Kervella (1947:§840) donne sklavach, bugaleach, skolach, luc'hach, koadach, moc'hach, evach, livach, liñvach, mogach.

Trépos (2001:75) donne meskaj 'mélange', evaj 'boisson'.

Favereau (1997:§147) donne debraj 'mangeaille', drogach 'drogue', edaj 'céréales (à déjeuner)', flikaj 'flicaille', pestaj 'peste (fig.)'.


Morphologie

allomorphe en -ad-

(2) an defotadou beb sizun: sukr, holen, kafe …
le pfx.faut.N.PL chaque semaine sucre sel café
'les produits de nécessité hebdomadaires : sucre, sel, café… '
Léonard (Plouzane), Briant-Cadiou (1998:13)

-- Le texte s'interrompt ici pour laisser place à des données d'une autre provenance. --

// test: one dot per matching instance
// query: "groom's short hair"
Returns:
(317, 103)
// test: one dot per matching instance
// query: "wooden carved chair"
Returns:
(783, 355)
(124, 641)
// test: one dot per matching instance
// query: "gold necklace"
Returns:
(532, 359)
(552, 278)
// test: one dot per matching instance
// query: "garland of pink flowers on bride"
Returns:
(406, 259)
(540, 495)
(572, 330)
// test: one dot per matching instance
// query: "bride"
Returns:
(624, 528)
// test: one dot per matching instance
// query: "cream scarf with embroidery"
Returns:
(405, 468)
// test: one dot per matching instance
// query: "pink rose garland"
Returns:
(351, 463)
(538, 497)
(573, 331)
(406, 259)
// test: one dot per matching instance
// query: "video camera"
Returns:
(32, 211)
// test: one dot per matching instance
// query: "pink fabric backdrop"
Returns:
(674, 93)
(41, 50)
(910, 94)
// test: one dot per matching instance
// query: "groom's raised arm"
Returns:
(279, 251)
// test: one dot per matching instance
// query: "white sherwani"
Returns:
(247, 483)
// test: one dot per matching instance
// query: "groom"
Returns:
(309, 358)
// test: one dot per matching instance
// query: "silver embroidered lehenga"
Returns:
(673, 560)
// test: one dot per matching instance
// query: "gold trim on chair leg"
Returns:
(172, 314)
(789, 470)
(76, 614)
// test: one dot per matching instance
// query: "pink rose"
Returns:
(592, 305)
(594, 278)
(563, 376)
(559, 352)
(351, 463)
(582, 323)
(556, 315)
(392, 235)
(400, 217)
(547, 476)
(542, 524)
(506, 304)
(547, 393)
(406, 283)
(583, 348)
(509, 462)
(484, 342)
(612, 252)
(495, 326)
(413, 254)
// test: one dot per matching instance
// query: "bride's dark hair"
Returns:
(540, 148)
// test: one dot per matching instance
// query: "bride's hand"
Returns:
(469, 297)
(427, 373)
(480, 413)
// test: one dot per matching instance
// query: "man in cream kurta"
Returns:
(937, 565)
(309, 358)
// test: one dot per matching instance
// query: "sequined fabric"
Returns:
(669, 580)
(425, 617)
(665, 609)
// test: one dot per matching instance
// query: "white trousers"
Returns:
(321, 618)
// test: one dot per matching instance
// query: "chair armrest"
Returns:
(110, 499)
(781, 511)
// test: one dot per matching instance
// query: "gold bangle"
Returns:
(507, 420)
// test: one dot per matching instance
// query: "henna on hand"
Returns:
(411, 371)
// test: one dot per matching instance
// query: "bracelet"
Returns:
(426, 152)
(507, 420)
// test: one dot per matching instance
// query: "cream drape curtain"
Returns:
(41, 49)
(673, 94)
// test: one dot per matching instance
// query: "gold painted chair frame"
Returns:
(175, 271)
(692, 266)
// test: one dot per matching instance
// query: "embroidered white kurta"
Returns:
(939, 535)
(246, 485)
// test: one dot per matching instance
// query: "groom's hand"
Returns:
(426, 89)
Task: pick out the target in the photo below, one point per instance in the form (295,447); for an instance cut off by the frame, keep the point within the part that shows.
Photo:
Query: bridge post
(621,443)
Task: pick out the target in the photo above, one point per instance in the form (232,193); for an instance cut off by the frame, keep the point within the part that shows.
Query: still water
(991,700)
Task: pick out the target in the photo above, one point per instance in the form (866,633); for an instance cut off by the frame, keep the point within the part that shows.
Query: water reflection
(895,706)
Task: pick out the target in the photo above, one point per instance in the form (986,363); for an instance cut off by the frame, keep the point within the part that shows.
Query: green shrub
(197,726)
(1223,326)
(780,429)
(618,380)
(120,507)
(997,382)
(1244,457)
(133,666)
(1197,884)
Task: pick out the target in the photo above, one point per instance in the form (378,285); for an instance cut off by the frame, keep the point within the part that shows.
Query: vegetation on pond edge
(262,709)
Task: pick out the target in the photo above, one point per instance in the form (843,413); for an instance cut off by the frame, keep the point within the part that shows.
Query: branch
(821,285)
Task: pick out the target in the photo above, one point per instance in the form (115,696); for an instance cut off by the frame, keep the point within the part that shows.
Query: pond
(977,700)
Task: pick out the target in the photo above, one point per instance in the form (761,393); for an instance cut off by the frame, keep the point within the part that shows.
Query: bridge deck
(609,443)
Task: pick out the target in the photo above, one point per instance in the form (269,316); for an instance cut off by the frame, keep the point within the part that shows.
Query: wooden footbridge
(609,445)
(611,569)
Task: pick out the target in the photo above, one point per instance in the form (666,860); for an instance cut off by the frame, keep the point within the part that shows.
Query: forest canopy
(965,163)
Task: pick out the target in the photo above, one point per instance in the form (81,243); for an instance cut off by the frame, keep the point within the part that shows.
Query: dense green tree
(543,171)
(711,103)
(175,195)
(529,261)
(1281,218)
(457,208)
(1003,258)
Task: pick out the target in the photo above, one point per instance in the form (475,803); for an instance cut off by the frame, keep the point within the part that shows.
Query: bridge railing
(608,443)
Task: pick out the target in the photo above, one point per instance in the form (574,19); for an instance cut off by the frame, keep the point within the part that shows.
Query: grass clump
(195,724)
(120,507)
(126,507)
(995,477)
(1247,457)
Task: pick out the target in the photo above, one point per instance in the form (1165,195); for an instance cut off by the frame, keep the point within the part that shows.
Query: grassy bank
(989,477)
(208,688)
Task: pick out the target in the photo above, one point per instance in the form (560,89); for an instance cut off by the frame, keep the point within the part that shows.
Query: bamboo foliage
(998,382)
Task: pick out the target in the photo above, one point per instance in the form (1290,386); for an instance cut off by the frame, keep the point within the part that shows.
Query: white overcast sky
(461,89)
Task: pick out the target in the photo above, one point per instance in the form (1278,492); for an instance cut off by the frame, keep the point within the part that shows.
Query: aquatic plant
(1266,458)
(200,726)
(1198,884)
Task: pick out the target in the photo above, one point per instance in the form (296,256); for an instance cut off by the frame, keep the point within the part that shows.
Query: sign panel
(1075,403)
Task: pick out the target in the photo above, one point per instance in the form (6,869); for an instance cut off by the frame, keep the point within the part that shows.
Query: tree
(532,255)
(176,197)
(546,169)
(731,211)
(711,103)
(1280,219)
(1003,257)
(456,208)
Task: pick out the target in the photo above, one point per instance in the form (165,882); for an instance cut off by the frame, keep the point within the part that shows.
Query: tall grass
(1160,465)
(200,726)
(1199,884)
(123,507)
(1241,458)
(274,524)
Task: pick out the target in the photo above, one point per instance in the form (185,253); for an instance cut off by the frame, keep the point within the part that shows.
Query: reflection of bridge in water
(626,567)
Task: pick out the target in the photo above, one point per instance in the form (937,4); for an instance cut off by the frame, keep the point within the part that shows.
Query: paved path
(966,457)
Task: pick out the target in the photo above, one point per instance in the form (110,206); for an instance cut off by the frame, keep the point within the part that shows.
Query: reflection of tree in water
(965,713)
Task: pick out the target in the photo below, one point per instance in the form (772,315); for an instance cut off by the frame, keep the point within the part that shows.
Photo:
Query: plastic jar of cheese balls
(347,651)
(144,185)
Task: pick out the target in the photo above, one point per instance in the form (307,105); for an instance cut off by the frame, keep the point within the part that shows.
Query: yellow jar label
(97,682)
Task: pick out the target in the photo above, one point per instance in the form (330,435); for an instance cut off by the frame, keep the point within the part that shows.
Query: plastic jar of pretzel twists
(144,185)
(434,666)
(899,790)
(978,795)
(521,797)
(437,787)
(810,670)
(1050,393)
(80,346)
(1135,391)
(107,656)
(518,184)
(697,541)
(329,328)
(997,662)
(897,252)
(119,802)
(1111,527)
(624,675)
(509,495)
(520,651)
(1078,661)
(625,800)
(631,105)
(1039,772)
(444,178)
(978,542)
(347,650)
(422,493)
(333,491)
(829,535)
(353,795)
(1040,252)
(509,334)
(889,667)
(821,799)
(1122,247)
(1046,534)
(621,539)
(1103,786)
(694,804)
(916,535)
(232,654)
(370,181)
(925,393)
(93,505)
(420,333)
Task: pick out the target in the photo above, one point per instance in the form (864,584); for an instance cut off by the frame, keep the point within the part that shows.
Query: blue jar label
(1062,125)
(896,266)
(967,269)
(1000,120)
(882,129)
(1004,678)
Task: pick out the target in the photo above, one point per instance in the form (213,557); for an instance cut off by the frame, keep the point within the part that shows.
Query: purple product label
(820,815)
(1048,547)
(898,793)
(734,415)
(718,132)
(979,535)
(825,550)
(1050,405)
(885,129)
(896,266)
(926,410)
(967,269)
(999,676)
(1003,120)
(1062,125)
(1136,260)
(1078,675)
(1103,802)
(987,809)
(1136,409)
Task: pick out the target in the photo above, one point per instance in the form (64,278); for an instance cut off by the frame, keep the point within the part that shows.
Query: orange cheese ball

productivité et variation dialectale

Thibault (1914:433) remarque un usage très large de ce suffixe en vannetais pré-moderne. Il donne gwanaj 'charogne', salopriaj, chtronkaj 'tas de choses, gens malpropres', ifalaj ou difalas 'déchet'.


composition

On retrouve le suffixe -ach, -aj en composition avec -enn dans les finales en -achenn.


exocentricité

Le morphème -ach, -aj est exocentrique; il obtient un nom quelle que soit la catégorie de sa base.


Sur une base adjectivale, -ach, -aj obtient un nom.

(3) dister, 'insignifiant' => disterach, 'babiole, chose futile', Merser (2009)


(4) Tapet e oan bet en berraj.
pr.is R étais été en court.esse
'J'avais été prise de court.'
Trégorrois (Perros-Guirec), Konan (2017:'berraj')


Le suffixe -aj se trouve aussi directement sur un nom.


(5) Glavaj a ra arre.
pluie.sfx R fait encore
'Il mouille encore.'
Vannetais, Herrieu (1994:96)


La base peut aussi être verbale.


(6) En ti-mañ a zo daou chomaj.
en.le maison.ci R est deux reste.sfx
'Dans cette maison-ci, il y a deux logements.'
Trégorrois, Gros (1984:356)


formation sur base plurielle

Kervella (1947:§840) donne bugaleach 'enfance', qui est construit sur le pluriel bugale 'enfants'.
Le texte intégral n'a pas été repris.